日本では覚醒剤の乱用が大きな社会問題になっており、乱用防止のため様々な取り組みが行われている。
多くの国では、覚醒剤に関しては厳しく規制され、刑罰として死刑を科される国もある。大麻には寛容な国でも例外ではない。
シンガポールでの不法製造や、マレーシアでの50グラム以上の覚醒剤所持・密輸入では法定刑は死刑のみとなる[29]。タイ王国においては譲渡目的での製造・密輸は死刑となり、譲渡・所持でも死刑または無期刑となる[30]。
中国、韓国では、営利目的のケースでは最高刑が死刑である。欧米は、それほど厳しくないものの、イギリス、フランスが最高で無期懲役、アメリカが州毎に違い、最高で終身刑となる州もある[31]。
一方でメキシコでは2009年8月に少量の大麻・コカイン・覚醒剤の所持を合法化する法律が施行された。以前は覚醒剤所持が見つかっても少量なら逮捕の判断は現場の警察官が判断していたため賄賂の温床になっていた[32]。
2007年3月、メキシコのメキシコシティで、覚醒剤密輸組織を捜査していたメキシコシティ警察は、市内の高級住宅街の邸宅を捜索、現金約2億600万ドル(約237億円)を押収、7人を逮捕したと発表した。麻薬絡みの現金押収としてはメキシコ史上最高額とみられる。摘発された一味は、製薬会社の業務を偽って活動。インドから原料を輸入し、覚醒剤に用いられるメタンフェタミンを製造していた。

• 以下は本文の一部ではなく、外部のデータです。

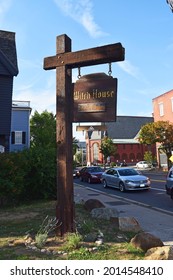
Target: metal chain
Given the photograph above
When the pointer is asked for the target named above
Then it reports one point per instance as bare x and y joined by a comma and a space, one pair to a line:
79, 74
110, 69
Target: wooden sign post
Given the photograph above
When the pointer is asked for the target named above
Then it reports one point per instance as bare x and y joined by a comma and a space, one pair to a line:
63, 62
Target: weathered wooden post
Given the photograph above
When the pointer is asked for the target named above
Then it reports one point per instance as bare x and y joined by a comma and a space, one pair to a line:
63, 62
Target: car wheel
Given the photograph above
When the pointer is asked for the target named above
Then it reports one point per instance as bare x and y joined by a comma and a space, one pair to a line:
105, 184
121, 187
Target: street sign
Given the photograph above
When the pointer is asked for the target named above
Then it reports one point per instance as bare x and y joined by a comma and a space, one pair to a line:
95, 98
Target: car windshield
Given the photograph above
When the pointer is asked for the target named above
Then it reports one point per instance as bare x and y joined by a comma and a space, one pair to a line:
128, 172
95, 169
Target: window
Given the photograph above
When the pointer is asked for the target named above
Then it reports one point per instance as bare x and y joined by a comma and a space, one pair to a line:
161, 109
18, 137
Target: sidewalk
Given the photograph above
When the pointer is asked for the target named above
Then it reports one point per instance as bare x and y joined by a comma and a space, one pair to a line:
154, 221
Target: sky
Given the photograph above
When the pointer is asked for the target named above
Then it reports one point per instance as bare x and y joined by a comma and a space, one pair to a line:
144, 28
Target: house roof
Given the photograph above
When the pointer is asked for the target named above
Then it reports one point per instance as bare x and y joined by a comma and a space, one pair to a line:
8, 55
126, 127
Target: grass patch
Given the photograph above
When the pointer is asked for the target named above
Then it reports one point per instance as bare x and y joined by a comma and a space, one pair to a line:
18, 223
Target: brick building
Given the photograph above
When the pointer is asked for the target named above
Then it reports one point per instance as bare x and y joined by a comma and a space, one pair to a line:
124, 133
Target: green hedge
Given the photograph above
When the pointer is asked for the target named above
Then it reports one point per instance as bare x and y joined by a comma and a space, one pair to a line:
27, 175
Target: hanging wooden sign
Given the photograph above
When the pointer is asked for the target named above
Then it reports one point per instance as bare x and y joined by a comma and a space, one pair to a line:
95, 98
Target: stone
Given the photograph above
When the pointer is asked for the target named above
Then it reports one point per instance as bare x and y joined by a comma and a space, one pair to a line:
129, 224
90, 204
160, 253
145, 241
104, 213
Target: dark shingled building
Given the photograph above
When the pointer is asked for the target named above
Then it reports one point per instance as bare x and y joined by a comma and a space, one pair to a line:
8, 69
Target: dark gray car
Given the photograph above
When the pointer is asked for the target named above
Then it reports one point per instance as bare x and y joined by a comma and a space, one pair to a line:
125, 179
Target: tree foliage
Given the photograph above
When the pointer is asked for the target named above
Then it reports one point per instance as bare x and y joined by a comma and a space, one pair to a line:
43, 129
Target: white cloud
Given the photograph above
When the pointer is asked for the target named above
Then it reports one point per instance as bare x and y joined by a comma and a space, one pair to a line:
82, 12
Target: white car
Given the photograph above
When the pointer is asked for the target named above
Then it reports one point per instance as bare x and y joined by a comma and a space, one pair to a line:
143, 164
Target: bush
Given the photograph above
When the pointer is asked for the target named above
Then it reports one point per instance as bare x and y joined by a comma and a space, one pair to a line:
12, 173
27, 175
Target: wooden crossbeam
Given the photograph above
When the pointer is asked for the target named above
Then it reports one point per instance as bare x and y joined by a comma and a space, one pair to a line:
88, 57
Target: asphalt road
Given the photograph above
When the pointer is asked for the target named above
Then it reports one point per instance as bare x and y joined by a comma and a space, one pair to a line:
155, 197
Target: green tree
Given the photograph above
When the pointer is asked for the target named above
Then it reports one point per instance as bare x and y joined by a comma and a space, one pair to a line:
158, 132
107, 148
43, 130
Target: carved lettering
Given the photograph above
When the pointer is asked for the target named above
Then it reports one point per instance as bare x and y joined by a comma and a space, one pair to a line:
95, 94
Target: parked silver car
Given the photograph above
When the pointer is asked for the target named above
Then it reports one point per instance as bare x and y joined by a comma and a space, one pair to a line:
125, 179
169, 183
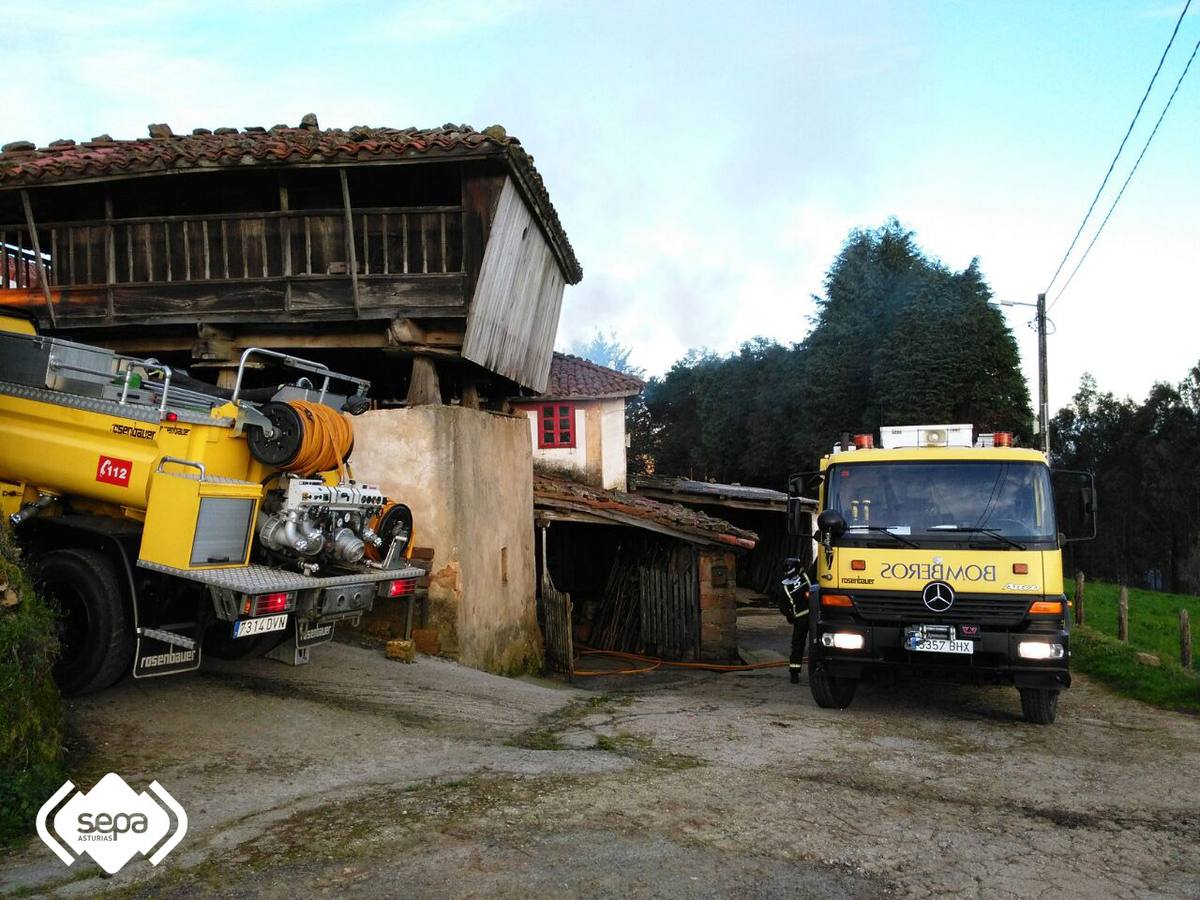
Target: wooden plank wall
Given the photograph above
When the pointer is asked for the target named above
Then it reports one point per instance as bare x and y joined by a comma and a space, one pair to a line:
514, 313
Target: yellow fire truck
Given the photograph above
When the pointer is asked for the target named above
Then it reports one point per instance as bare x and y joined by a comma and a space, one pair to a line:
166, 516
940, 556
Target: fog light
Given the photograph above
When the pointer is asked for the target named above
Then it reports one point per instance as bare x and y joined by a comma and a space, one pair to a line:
1039, 649
843, 640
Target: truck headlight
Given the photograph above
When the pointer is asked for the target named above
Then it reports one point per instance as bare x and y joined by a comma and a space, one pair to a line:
843, 640
1039, 649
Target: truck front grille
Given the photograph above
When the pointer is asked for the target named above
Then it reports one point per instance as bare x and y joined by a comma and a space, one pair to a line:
1000, 611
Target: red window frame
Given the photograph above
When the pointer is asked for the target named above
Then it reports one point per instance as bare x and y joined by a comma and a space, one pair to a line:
556, 426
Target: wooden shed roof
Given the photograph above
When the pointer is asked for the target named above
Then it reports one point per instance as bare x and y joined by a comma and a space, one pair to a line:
24, 165
576, 378
564, 496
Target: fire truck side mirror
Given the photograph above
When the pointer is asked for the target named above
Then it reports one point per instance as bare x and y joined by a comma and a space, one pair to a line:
832, 522
1077, 502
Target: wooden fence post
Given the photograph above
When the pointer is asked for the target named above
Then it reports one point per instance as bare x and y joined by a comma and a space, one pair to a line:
1185, 640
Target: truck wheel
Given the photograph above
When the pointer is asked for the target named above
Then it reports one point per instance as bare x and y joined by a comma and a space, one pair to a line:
1039, 705
95, 631
828, 691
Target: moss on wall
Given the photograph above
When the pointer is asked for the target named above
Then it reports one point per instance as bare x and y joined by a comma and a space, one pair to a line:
31, 765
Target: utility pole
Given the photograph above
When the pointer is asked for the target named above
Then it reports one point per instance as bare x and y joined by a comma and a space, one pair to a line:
1043, 376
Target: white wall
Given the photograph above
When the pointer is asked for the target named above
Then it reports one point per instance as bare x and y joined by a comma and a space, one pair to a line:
612, 444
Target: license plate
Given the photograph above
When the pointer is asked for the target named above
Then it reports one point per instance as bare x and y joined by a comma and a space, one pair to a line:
937, 645
259, 627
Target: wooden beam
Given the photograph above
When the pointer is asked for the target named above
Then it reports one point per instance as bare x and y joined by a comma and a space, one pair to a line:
37, 256
109, 249
286, 239
349, 237
424, 388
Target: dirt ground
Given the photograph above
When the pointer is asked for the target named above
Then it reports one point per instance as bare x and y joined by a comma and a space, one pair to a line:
361, 777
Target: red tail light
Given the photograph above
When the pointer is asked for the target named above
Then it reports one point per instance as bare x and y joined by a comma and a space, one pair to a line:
402, 587
268, 604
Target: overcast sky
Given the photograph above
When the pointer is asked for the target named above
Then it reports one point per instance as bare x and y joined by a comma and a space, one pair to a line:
708, 160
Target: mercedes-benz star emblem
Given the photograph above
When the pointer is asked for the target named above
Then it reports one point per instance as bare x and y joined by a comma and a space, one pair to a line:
939, 597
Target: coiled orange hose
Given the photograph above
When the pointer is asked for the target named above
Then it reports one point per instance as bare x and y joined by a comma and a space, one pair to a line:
325, 439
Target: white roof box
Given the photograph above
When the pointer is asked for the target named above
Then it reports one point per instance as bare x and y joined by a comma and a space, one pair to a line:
898, 436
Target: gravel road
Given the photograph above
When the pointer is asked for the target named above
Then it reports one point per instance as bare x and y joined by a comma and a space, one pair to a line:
361, 777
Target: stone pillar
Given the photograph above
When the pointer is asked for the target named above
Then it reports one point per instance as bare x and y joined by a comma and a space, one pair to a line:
467, 475
718, 605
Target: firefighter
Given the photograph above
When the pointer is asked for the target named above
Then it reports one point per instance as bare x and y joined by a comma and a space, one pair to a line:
795, 606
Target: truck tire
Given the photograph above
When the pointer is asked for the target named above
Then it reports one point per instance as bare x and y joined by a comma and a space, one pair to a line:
1039, 705
95, 629
828, 691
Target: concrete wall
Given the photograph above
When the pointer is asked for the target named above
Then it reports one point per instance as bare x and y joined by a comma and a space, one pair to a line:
718, 605
467, 477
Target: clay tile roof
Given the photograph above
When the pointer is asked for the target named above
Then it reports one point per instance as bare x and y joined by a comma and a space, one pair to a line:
551, 492
23, 165
575, 377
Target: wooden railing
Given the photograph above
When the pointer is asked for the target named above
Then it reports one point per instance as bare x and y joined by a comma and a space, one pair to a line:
237, 246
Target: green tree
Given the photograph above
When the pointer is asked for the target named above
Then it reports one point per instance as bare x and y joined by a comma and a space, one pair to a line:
1147, 474
897, 339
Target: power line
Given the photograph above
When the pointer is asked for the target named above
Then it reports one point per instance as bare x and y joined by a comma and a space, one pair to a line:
1129, 178
1113, 165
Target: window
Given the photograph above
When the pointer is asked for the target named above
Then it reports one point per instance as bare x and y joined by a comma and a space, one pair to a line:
556, 425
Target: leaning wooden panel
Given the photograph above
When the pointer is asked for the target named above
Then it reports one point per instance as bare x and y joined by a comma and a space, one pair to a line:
514, 312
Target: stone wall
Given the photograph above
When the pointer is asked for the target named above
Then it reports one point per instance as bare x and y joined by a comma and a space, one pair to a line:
718, 605
467, 477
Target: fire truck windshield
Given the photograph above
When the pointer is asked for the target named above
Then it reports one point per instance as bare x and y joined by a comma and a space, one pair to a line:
934, 499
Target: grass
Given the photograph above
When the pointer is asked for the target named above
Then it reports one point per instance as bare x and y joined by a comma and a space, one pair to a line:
1153, 628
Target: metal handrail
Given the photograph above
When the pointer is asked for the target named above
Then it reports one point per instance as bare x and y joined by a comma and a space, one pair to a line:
129, 375
299, 364
178, 461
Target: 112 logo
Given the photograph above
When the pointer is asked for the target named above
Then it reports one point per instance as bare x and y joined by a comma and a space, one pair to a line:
112, 471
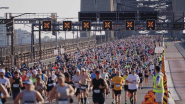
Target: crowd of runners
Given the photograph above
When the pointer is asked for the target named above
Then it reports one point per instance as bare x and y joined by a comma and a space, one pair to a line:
125, 64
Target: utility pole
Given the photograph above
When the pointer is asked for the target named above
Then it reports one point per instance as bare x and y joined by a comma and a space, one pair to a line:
40, 40
12, 42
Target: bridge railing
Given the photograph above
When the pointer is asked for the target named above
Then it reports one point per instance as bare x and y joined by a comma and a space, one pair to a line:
4, 51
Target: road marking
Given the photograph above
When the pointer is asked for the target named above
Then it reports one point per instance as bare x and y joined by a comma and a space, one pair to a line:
174, 58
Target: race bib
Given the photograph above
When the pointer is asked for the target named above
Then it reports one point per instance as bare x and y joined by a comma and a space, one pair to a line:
51, 84
63, 102
118, 85
97, 91
15, 85
83, 87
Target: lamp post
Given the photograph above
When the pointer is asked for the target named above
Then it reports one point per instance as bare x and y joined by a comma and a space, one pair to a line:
4, 7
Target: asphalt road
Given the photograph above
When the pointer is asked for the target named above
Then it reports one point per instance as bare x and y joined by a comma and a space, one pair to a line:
140, 95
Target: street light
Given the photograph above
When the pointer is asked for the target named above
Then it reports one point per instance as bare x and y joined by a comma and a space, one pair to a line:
4, 7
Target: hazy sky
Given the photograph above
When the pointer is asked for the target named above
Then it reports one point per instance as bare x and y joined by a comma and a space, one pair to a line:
63, 8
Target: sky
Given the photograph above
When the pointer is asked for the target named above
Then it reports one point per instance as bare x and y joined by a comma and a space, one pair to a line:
63, 8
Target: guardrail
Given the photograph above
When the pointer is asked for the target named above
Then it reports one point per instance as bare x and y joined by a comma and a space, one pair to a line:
5, 51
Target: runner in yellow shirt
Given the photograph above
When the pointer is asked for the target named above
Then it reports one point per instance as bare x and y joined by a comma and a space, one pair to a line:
118, 83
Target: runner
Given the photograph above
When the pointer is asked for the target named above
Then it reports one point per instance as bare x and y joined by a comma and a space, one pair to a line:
62, 92
24, 77
146, 75
16, 84
83, 79
5, 82
98, 85
3, 93
76, 82
158, 85
29, 95
50, 84
105, 77
40, 86
126, 85
112, 85
140, 74
133, 80
118, 83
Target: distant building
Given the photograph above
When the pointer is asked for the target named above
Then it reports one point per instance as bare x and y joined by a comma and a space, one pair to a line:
97, 5
22, 37
3, 37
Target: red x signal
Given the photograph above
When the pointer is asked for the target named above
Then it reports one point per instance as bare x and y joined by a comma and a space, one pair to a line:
107, 24
129, 24
67, 25
86, 24
150, 24
46, 25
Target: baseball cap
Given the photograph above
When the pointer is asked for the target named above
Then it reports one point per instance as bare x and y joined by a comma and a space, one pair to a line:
28, 82
2, 70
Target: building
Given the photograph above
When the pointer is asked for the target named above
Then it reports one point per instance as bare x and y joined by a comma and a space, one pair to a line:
22, 37
97, 5
3, 37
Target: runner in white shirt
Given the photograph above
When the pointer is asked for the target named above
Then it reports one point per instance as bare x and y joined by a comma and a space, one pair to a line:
133, 80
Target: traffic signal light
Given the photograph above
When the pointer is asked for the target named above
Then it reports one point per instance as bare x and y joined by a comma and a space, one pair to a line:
107, 25
150, 24
130, 25
46, 25
86, 25
67, 25
8, 30
53, 32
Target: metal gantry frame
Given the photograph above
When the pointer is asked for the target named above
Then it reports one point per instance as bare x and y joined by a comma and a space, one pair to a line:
38, 22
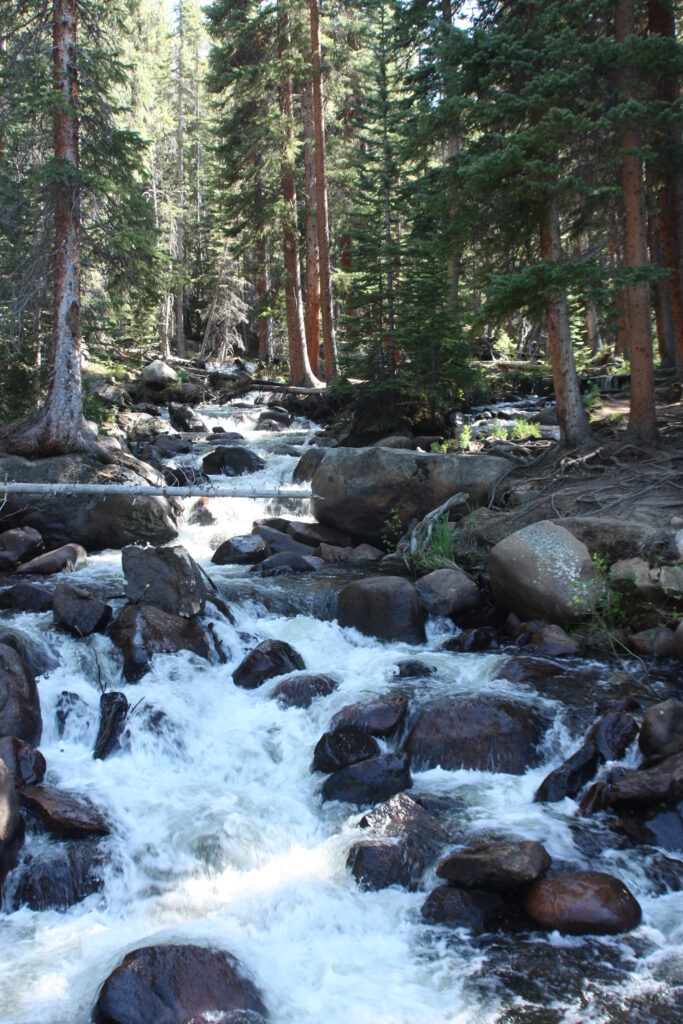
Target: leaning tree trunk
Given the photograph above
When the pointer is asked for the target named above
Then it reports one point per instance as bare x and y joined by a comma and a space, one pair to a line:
574, 428
329, 339
58, 427
642, 422
299, 365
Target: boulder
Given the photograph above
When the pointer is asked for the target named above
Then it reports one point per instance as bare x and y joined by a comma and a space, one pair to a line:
113, 714
78, 612
166, 578
662, 731
55, 876
26, 597
447, 592
380, 717
357, 489
90, 520
19, 704
62, 814
343, 747
458, 908
271, 657
583, 903
543, 571
233, 461
11, 822
177, 984
378, 863
248, 550
300, 689
478, 733
18, 546
24, 762
66, 559
142, 631
386, 607
370, 781
499, 866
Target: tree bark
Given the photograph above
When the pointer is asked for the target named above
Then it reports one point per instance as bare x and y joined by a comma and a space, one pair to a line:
329, 339
58, 427
642, 422
574, 428
299, 365
312, 313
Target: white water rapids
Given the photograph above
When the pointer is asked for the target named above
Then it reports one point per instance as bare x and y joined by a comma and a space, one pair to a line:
219, 835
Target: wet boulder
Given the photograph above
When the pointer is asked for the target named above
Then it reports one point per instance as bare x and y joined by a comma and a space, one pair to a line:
78, 612
447, 592
62, 814
113, 714
140, 632
478, 733
271, 657
662, 731
248, 550
454, 907
583, 903
499, 866
343, 747
356, 489
177, 984
166, 578
24, 762
232, 461
19, 702
386, 607
543, 571
68, 558
370, 781
26, 597
378, 863
18, 546
380, 717
54, 876
300, 689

近年、麻薬取引の世界では、メキシコの犯罪組織が急速に台頭していて、米国麻薬取締局もメキシコの犯罪組織に対し、重大な懸念を表明している。世界中に10万人以上のメンバーがいると見られている、中南米系の犯罪組織であるMS-13も米国内で急速に勢力を拡大している。
2009年1月、中国で1998年から1999年までの間に12.36トンの覚醒剤を製造密売し、108.85キロのヘロインを密売していた”世界頭號冰毒大王(世界の覚醒剤王)”陳炳錫の死刑が広東省広州市で執行された[33]。
2013年11月、貿易業を営む愛知県稲沢市の市会議員が、中国で覚醒剤を密輸出しようとしたとして空港の出国直前に当局に逮捕された。本人は嫌疑を否定している[34]。